Though the .40 S&W, .45 ACP, and 10 mm cartridges hit harder, the 9 mm offers a better balance of terminal ballistics, shootability, and capacity. This balance is why it is, and will likely remain, the most popular defensive handgun cartridge for the foreseeable future. As the most popular defensive handgun cartridge, there are lots of ammunition options for it, so many that selecting the one you will trust your life to might seem daunting. Here are five of the best.

Hornady Critical Duty 135-grain Flex Lock

Some confuse Hornady’s Critical Duty Line with their Critical Defense line; they are however different animals. Critical Duty ammunition was engineered specifically for law enforcement and will out penetrate similar Critical Defense loads. The heavy 135-grain Critical Duty load for the 9 mm Luger typically penetrates 17 inches or more while expanding with a frontal diameter slightly larger than 1.4 times the original bullet diameter. Bullet weight combined with slightly retarded expansion helps achieve the deep penetration and this bullet performs well on intermediate barriers as well. Given the referenced penetration and expansion, a crush cavity of around 3.5 cubic inches can be expected.

Remington Golden Saber 124-grain +P

Though with the recent acquisition of Remington’s ammunition division by Vista Outdoors/Federal Ammunition, we do not know the fate of any of the loads once offered by Remington. That does not change the fact that the Golden Saber 124-grain +P load was one of the best non-bonded bullet options available for the cartridge. Generally, this load will penetrate as deep as 15 inches in 10-percent ordnance gelatin, while still deforming with a frontal diameter as much 1.7 times the original bullet diameter. Resulting crush cavities tend to range between 4.0 and 4.3 cubic inches.
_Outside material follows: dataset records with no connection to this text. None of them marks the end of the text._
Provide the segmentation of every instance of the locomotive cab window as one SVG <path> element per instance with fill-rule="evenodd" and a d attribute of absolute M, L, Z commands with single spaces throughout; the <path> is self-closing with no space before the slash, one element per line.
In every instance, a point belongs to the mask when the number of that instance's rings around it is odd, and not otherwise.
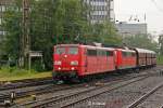
<path fill-rule="evenodd" d="M 108 51 L 106 52 L 106 56 L 113 56 L 113 52 L 112 51 Z"/>
<path fill-rule="evenodd" d="M 97 56 L 97 50 L 87 50 L 88 56 Z"/>
<path fill-rule="evenodd" d="M 78 54 L 78 48 L 68 48 L 68 54 L 72 55 Z"/>
<path fill-rule="evenodd" d="M 57 48 L 55 54 L 65 54 L 65 48 Z"/>

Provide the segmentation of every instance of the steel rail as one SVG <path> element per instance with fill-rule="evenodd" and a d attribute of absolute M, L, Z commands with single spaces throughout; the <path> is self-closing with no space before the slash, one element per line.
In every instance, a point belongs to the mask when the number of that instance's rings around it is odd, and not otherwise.
<path fill-rule="evenodd" d="M 139 76 L 139 77 L 140 77 L 140 76 Z M 62 105 L 61 108 L 62 108 L 62 107 L 64 108 L 64 107 L 72 106 L 72 105 L 74 105 L 74 104 L 84 102 L 84 100 L 86 100 L 86 99 L 92 98 L 92 97 L 98 96 L 98 95 L 100 95 L 100 94 L 103 94 L 103 93 L 105 93 L 105 92 L 111 92 L 111 91 L 113 91 L 113 90 L 123 87 L 123 86 L 128 85 L 128 84 L 130 84 L 130 83 L 140 81 L 140 80 L 143 80 L 143 79 L 146 79 L 146 78 L 148 78 L 148 77 L 150 77 L 150 76 L 143 75 L 143 77 L 141 76 L 141 78 L 135 77 L 136 80 L 134 80 L 134 78 L 125 79 L 125 80 L 123 80 L 123 81 L 121 80 L 121 83 L 124 83 L 124 84 L 122 84 L 122 85 L 120 84 L 120 80 L 118 80 L 118 81 L 114 81 L 114 82 L 112 82 L 112 83 L 109 83 L 109 84 L 105 84 L 105 85 L 103 85 L 103 86 L 99 86 L 99 87 L 96 87 L 96 89 L 92 89 L 92 90 L 83 91 L 83 92 L 77 92 L 77 93 L 70 94 L 70 95 L 67 95 L 67 96 L 62 96 L 62 97 L 59 97 L 59 98 L 52 97 L 52 98 L 50 98 L 50 99 L 41 100 L 40 103 L 36 102 L 37 104 L 34 103 L 34 105 L 32 104 L 32 106 L 29 106 L 29 107 L 30 107 L 30 108 L 42 107 L 42 106 L 47 106 L 47 105 L 52 104 L 52 103 L 55 103 L 55 104 L 57 104 L 57 103 L 60 103 L 60 102 L 62 102 L 62 100 L 70 99 L 70 98 L 72 98 L 72 97 L 76 97 L 76 96 L 79 96 L 79 95 L 84 95 L 84 94 L 86 94 L 86 93 L 91 93 L 92 91 L 93 91 L 93 92 L 95 92 L 95 91 L 98 92 L 98 93 L 95 93 L 93 95 L 87 95 L 85 98 L 82 98 L 82 99 L 79 99 L 79 100 L 76 99 L 75 102 L 72 102 L 72 103 Z M 129 81 L 129 80 L 131 80 L 131 81 L 127 83 L 126 81 Z M 125 83 L 125 82 L 126 82 L 126 83 Z M 113 85 L 113 84 L 120 84 L 120 85 L 117 85 L 117 86 L 115 86 L 115 87 L 112 87 L 112 89 L 109 87 L 109 86 L 111 86 L 111 85 Z M 30 105 L 30 104 L 29 104 L 29 105 Z M 25 105 L 25 106 L 28 106 L 28 105 Z"/>

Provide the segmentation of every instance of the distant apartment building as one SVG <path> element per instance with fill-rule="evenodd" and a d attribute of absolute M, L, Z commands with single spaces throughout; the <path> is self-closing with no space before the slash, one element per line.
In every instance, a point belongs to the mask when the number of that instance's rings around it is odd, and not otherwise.
<path fill-rule="evenodd" d="M 113 0 L 84 0 L 90 5 L 88 19 L 91 24 L 102 23 L 104 21 L 114 22 L 114 2 Z"/>
<path fill-rule="evenodd" d="M 126 23 L 121 22 L 115 24 L 118 33 L 122 36 L 135 36 L 135 35 L 147 35 L 147 24 L 146 23 Z"/>

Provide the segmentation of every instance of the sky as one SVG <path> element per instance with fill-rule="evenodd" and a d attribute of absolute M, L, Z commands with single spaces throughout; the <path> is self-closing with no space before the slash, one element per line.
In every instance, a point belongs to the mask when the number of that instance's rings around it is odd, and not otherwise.
<path fill-rule="evenodd" d="M 114 0 L 115 19 L 148 24 L 148 32 L 163 33 L 163 0 Z M 136 22 L 135 22 L 136 23 Z"/>

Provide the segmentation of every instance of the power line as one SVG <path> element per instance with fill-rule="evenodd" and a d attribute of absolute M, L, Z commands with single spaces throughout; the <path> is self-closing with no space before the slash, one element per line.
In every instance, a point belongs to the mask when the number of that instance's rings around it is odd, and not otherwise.
<path fill-rule="evenodd" d="M 151 1 L 152 1 L 152 3 L 155 5 L 155 8 L 156 8 L 160 12 L 163 13 L 163 9 L 158 5 L 156 1 L 155 1 L 155 0 L 151 0 Z"/>

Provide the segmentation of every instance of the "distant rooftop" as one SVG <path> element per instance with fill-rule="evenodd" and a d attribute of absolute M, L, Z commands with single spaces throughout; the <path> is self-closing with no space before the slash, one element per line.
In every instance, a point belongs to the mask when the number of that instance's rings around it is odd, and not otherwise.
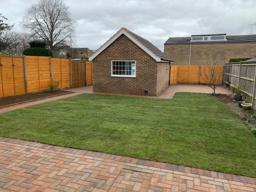
<path fill-rule="evenodd" d="M 227 35 L 224 33 L 192 35 L 191 37 L 170 38 L 164 44 L 248 42 L 256 42 L 256 35 Z"/>

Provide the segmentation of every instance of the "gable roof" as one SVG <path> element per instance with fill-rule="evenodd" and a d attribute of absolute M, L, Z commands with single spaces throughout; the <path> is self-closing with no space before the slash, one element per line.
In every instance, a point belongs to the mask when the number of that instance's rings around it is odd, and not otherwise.
<path fill-rule="evenodd" d="M 196 35 L 191 35 L 194 36 Z M 200 35 L 199 36 L 204 36 Z M 216 44 L 229 43 L 251 43 L 256 42 L 256 35 L 226 35 L 227 41 L 191 41 L 191 37 L 170 38 L 164 43 L 165 45 L 172 44 Z"/>
<path fill-rule="evenodd" d="M 89 58 L 89 60 L 92 61 L 98 55 L 108 47 L 111 44 L 115 41 L 122 35 L 124 34 L 134 43 L 138 45 L 148 54 L 154 59 L 156 61 L 174 61 L 170 57 L 162 52 L 159 49 L 154 46 L 146 39 L 138 35 L 134 32 L 129 31 L 124 27 L 122 27 L 119 31 L 111 37 L 110 39 L 102 45 L 94 52 Z"/>

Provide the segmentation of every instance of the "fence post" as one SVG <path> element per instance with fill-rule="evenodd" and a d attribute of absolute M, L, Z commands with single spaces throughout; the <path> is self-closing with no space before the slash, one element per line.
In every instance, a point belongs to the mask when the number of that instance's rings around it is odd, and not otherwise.
<path fill-rule="evenodd" d="M 26 76 L 26 55 L 23 55 L 23 61 L 24 63 L 24 76 L 25 77 L 25 90 L 26 94 L 28 93 L 28 82 Z"/>
<path fill-rule="evenodd" d="M 50 66 L 51 67 L 51 82 L 53 84 L 53 76 L 52 75 L 52 57 L 50 57 Z"/>
<path fill-rule="evenodd" d="M 72 62 L 71 61 L 71 59 L 70 59 L 70 89 L 72 88 Z"/>
<path fill-rule="evenodd" d="M 229 84 L 228 85 L 228 90 L 230 90 L 230 84 L 231 81 L 231 73 L 232 72 L 232 62 L 230 63 L 230 79 L 229 79 Z"/>
<path fill-rule="evenodd" d="M 86 61 L 85 61 L 84 62 L 85 62 L 85 86 L 87 86 L 87 69 L 86 68 Z"/>
<path fill-rule="evenodd" d="M 238 75 L 238 84 L 239 85 L 240 84 L 240 77 L 241 76 L 241 61 L 240 62 L 239 64 L 239 75 Z"/>
<path fill-rule="evenodd" d="M 225 84 L 225 65 L 223 66 L 223 69 L 222 69 L 222 81 L 221 82 L 221 85 L 224 85 Z"/>
<path fill-rule="evenodd" d="M 198 84 L 200 84 L 200 76 L 201 76 L 201 66 L 199 65 L 199 71 L 198 75 Z"/>
<path fill-rule="evenodd" d="M 254 108 L 254 97 L 255 96 L 255 89 L 256 89 L 256 66 L 254 72 L 254 81 L 253 81 L 253 98 L 252 98 L 252 106 Z"/>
Speer Gold Dot 124-grain +P

This is one of the most popular 9 mm loads for law enforcement. It performs very well on all of the FBI barrier tests and has an excellent record on the street and for reliability in a broad range of defensive handguns. Commonly, out of duty-sized handguns this load will deliver penetration in excess of 13 inches, sometimes with almost double diameter expansion. When this happens, crush cavities can be as large as five cubic inches. Speer also offers a +P variation of this load that has been optimized to deliver excellent terminal performance when fired from compact and ultra-compact 9 mm handguns with short barrels.

Buffalo Bore Barnes TAC-XP 115-grain +P

Averaging more than 15 inches of penetration with expansion as wide as 1.6 times original bullet diameter, this all-copper Barnes 115-grain bullet load is an excellent option and may be the best 115-grain defensive load for the 9 mm. Though several ammunition manufacturers offer this same bullet—including Barnes Bullets, which is now owned by Sierra—the highest velocities will be found from Buffalo Bore, which can approach and even exceed 1,300 fps from a 4-inch barrel. Mono-metal bullets like the Barnes TAC-XP can perform very well when it comes to intermediate barriers but for the best terminal performance these all-copper bullets need velocity. That’s where Buffalo Bore delivers. Crush cavities tend to measure on either side of 4 cubic inches.

Federal HST 124-grain

In 2002, Federal introduced new ammunition intended for law enforcement agencies. This “tactical” ammunition used a new bullet designated “HST.” Some hypothesized the acronym stood for “Hi-Shok Two” but in reality, it was just a name. It is however a name that during the last 10 years gained a stellar reputation on the street. This should not come as a surprise to Tom Burczynski, of Hydra-Shok and EFMJ fame, worked on the project. Now commercially available, Federal HST ammunition is considered barrier blind, meaning bullets should perform well even after passing through common barriers. This load generally penetrates to about 14 inches while expanding to 1.6 times original bullet diameter, this results in a crush cavities measuring about 3.6 to 3.8 cubic inches.